Ce magistrat a rendu compte des plaidoiries dans le délibéré de la cour, composée de :
Florence LAGEMI, Président,
Marie-Catherine GAFFINEL, Conseiller,
Caroline BIANCONI-DULIN, Conseillère
qui en ont délibéré,
Greffier, lors des débats : Catherine CHARLES
ARRÊT :
— Contradictoire
— rendu publiquement par mise à disposition de l’arrêt au greffe de la Cour, les parties en ayant été préalablement avisées dans les conditions prévues au deuxième alinéa de l’article 450 du code de procédure civile.
— signé par Florence LAGEMI, Président de chambre et par Catherine CHARLES, Greffier, présent lors de la mise à disposition.
Le 28 août 2017, M. [Z] a conclu avec la société [R] un contrat d’hébergement portant sur un logement n° 4310, dépendant du foyer-logement situé au [Adresse 3], à [Localité 5] (Seine-[Localité 6]), moyennant le versement d’une redevance mensuelle alors fixée à la somme de 325,92 euros, pour une période d’un mois renouvelable par tacite reconduction.
Les redevances n’ayant plus été réglées, la société [R] lui a adressé, le 30 juillet 2024, par lettre recommandée, réceptionnée le 3 août suivant, une mise en demeure de régler la somme de 1.467,80 euros dans le délai d’un mois, l’informant qu’à défaut de règlement, à l’expiration de ce délai, le contrat sera résilié automatiquement.
La situation n’ayant pas été régularisée, la société [R] a, par acte du 3 janvier 2025, assigné M. [Z], devant le juge des contentieux de la protection du tribunal judiciaire de Bobigny, aux fins, notamment, de constatation du maintien dans les lieux sans droit ni titre du défendeur, expulsion de ce dernier et condamnation, par provision, au paiement des redevances impayées et d’une indemnité d’occupation.

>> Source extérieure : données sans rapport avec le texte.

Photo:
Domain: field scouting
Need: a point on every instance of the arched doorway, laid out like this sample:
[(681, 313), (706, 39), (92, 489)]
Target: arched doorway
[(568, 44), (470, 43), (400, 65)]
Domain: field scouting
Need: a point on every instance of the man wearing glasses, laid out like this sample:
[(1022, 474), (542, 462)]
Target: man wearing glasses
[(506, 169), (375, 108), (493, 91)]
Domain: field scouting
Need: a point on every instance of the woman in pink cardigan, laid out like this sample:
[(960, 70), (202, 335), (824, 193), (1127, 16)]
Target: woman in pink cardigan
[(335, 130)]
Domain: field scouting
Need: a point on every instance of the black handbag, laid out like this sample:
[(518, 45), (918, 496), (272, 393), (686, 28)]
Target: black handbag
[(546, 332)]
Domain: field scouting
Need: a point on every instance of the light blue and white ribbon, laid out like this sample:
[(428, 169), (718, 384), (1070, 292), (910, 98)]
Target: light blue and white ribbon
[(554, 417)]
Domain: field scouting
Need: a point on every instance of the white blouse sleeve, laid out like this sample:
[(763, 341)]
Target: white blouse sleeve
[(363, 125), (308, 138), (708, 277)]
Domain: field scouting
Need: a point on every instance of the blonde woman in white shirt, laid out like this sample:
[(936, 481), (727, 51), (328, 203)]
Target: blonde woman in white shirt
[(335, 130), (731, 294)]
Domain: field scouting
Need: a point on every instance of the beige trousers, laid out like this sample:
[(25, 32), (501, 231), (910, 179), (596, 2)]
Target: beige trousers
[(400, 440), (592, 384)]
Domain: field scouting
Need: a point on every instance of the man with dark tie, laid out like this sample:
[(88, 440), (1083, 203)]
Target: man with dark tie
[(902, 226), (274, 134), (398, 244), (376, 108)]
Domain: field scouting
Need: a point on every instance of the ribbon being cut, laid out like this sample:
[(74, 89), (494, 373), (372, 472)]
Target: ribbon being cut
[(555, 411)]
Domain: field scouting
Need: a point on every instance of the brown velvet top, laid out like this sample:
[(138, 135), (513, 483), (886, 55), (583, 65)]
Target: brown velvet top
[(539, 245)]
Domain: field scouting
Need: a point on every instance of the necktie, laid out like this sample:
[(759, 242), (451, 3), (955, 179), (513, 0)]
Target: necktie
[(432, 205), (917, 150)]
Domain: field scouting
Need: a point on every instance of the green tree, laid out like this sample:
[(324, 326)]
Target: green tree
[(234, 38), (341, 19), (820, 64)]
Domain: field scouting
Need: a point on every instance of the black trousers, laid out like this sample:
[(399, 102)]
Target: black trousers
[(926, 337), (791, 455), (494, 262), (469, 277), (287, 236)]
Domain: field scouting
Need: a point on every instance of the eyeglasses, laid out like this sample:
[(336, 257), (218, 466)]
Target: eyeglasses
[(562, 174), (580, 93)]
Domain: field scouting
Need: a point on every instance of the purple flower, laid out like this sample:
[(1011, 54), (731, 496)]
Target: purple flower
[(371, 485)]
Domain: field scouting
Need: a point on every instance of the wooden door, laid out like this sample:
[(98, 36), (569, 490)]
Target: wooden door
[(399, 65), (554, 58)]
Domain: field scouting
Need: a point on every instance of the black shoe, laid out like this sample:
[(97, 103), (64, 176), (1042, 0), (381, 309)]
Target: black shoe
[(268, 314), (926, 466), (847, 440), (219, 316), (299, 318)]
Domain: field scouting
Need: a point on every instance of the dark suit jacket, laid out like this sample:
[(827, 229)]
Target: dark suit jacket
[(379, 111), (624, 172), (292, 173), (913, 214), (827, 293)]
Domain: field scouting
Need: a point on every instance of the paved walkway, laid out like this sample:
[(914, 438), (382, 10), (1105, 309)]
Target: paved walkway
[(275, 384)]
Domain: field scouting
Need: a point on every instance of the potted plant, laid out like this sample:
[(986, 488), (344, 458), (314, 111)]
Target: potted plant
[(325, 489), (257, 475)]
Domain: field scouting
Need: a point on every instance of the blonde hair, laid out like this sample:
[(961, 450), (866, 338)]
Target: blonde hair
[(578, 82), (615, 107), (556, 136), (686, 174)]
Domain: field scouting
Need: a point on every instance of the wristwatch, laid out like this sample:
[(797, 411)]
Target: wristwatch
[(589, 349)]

Par ordonnance contradictoire du 23 mai 2025, le premier juge a :
condamné M. [Z] à payer à la société [R] la somme de 4.430,66 euros à valoir sur la dette locative arrêtée au 31 mars 2025, terme de mars 2025 inclus, assortie des intérêts au taux légal depuis le 3 août 2024 sur la somme de 1.467,80 euros ;
autorisé M. [Z] à se libérer du paiement de cette somme en principal et en intérêts dans un délai de 23 mois, par 22 mensualités de 50 euros, et une dernière mensualité égale au solde de la dette, sauf meilleur accord entre les parties et ce en plus de la redevance courante ;
dit que chaque versement devra intervenir avant le 15 de chaque mois et pour la première fois le 15 août 2025 ;
suspendu pendant cette période, les effets de la clause résolutoire qui sera réputée n’avoir jamais été acquise en cas de respect des modalités de paiement ;
dit qu’à défaut de paiement d’une seule mensualité (redevance et arriéré) à son échéance et dans son intégralité, le solde restant dû deviendra immédiatement exigible et la clause résolutoire reprendra ses effets ;
constaté en ce cas la résiliation de plein droit du contrat de résidence consenti à M. [Z] portant sur le local à usage d’habitation n°4310, [Adresse 3], à [Localité 5] ;
autorisé en ce cas l’expulsion de M. [Z] et de tous occupants de son chef des locaux précités et dit qu’à défaut de départ volontaire, la partie défenderesse pourra être contrainte à l’expulsion avec, si besoin est, l’assistance de la force publique à la suite du délai légal de deux mois suivant un commandement délivré par commissaire de justice d’avoir à quitter les lieux ;
condamné M. [Z] à payer, à titre provisionnel, à la société [R] une indemnité d’occupation mensuelle équivalente au moment de la redevance mensuelle tel qu’il aurait été si le contrat s’était poursuivi, à compter du non-respect des délais de paiement jusqu’à libération définitive des lieux ;
rejeté le surplus des demandes ;
condamné M. [Z] aux dépens.
Par déclaration du 27 août 2025, M. [Z] a relevé appel de cette décision en critiquant l’ensemble de ses chefs de dispositif.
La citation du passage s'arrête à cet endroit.